The Bank of Japan has affirmed a plan to double the country’s monetary base over two years after a jump in bond yields highlighted risks associated with Prime Minister Shinzo Abe’s campaign to revive the economy.

The central bank will expand the supply of money in the economy by 60 to 70 trillion yen ($683 billion) a year, as pledged in April, the BOJ said in Tokyo yesterday. Twenty-six of 27 economists in a Bloomberg News survey had forecast no change. The BOJ didn’t comment on bond prices, switching attention to Governor Haruhiko Kuroda’s press briefing in Tokyo.

The biggest surge in government debt yields in five years threatens to undermine the BOJ’s stimulus efforts, with companies including steelmaker JFE Holdings pulling bond sales amid the volatility. The central bank raised its assessment of the economy, as a sliding yen and gains in the stock market aid Abe’s efforts to boost wages and prices and pull the nation out of a 15-year deflationary malaise.

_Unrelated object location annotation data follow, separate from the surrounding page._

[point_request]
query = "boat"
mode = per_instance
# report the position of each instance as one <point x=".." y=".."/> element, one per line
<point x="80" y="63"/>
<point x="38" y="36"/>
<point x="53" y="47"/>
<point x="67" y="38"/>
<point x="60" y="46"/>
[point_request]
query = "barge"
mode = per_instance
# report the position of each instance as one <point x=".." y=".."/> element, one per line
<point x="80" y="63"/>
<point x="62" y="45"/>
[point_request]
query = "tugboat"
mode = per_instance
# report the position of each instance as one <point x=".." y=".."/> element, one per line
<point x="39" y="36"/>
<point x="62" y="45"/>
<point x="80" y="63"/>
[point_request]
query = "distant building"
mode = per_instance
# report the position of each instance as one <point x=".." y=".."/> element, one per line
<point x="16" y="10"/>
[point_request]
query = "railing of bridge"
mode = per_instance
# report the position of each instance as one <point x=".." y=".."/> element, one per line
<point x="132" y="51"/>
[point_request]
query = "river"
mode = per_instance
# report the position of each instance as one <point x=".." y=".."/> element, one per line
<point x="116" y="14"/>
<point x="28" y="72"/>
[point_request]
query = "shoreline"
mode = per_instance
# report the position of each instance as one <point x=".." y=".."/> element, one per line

“The BOJ wanted to avoid causing any speculation that it may change course on a policy of massive expansion,” said Mari Iwashita, a bond strategist at SMBC Nikko Securities, commenting on the absence of any reference to rising debt yields. “The focus is on how Kuroda will address this at the press conference.”

Ten-year government debt yields rose to 0.87 percent in Tokyo. That compared with a high of 0.92 percent last week.

The yen was little changed at 102.65 per dollar, down 16 percent for the year, a slide that’s bolstered the competitiveness of Japanese exporters while making the cost of imported goods such as energy more expensive.

Kuroda said at a government meeting on May 20 that it’s natural for yields to rise gradually as the outlook for the economy and prices improves, an official told reporters.

Economists including Naohiko Baba, chief Japan economist at Goldman Sachs Group, say the BOJ could expand easing in October, when price forecasts will indicate the degree of progress that it has made toward 2 percent inflation in two years.
Consumer prices in Japan slid 0.5 percent in March from a year before, excluding volatile fresh-food costs, highlighting the gap the BOJ has to bridge. BOJ board members last month predicted that prices would rise 1.9 percent in the fiscal year starting in April 2015, leaving out the impact of a planned sales-tax increase, their median forecast showed.

Toyota Industries scrapped a plan to sell 20 billion yen of seven- and 10-year bonds, Nomura Securities, which was managing the deal, said May 15. JFE Holdings withdrew a 10- year note offering on the same day, citing market volatility, according to a person familiar with the matter.

“If abrupt moves in yields continue, that will influence companies’ ability to raise funds,” Hiromasa Yonekura, the chairman of Sumitomo Chemical and head of Keidanren, Japan’s biggest business lobby, said at a press conference on May 20. The government should “contain the volatile moves” while also being clear about “its commitment to achieve fiscal health,” he said.

Yields on benchmark 10-year government securities climbed about 23 basis points in the two weeks through May 17, the biggest such advance since May 2008, according to data compiled by Bloomberg. The Japanese central bank, set to buy 70 percent of the debt sold by the government each month, stepped in on May 15 to limit the decline in prices, announcing a 2.8 trillion yen infusion of funds.

Price volatility for Japanese government bonds surged 2.6 percentage points this year to 3.65 percent yesterday, the biggest advance among 26 sovereign-debt markets tracked by Bloomberg and the European Federation of Financial Analysts Societies.